After 20 weeks out of work, local Penelec employees that have been kept from their jobs since November are heading back next week.
FirstEnergy Corp., the parent company of Penelec, announced Monday afternoon that it lifted the employee lockout of 142 Utility Workers United of America Local 180 substation electricians, line workers, meter readers and clerical staff in Altoona, Bedford, Ebensburg, Huntingdon, Lewistown and Shippensburg.
Employees will return to their posts at 7 a.m. April 14.
“This is a victory for those that stood up to get a fair and just contract from this company,” said Bob Whalen, UWUA Local 102 president.
“The company, I don’t think, could figure out how to get themselves out of the pickle barrel,” he continued. “(The lockout is) costing the rate payers a lot of money, it’s costing the company a lot of money by having contractors and other people in there trying to do our work.”
FirstEnergy spokesman Scott Surgeoner said the lockout was “mostly transparent” to all Altoona-area customers. Penelec supervisors filled in the vacant union shifts during the lockout, as per the company’s work continuation plan. Surgeoner added that no OSHA violations or vehicle accidents occurred during the lockout.
He said he did not know why the decision to recall Local 180 was handed down Monday.
The employees will be working under stipulations from the company’s Nov. 6 “last, best and final” contract offer. An official UWUA press release stated that the company’s implementation of those contract concessions was “unjust” and undermines fair labor standards.
According to an official FirstEnergy press release, the company’s final offer included wage increases, increases in shift premium schedules and meal allowances as well as a new job classification.
The union will likely seek legal action against the company for forcing a contract that workers never agreed upon, Whalen said. Lifting a lockout usually means both sides are at impasse, he added.
“We still feel we have a lot of room to move,” he said.
Whalen said the two sides are set to return to the bargaining table on April 14 and 15. Although the union refused to ratify the the company’s final deal because FirstEnergy wasn’t budging on the issue of discontinued retiree health care benefits, Surgeoner was adamant that concession won’t be in the cards.

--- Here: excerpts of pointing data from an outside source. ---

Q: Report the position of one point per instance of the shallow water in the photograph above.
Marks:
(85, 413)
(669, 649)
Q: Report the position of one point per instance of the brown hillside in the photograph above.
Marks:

“Retiree health care is an issue that we as a company have remained very consistent with through the start of negotiations with Local UWUA 180,” he said. “The company will no longer subsidize health care benefits.”
Although an agreeable contract still needs to materialize, Whalen said getting UWUA Local 180 back to work is a step in the right direction.
“We think that our customers will get much better customer service than they’ve been getting since Thanksgiving.”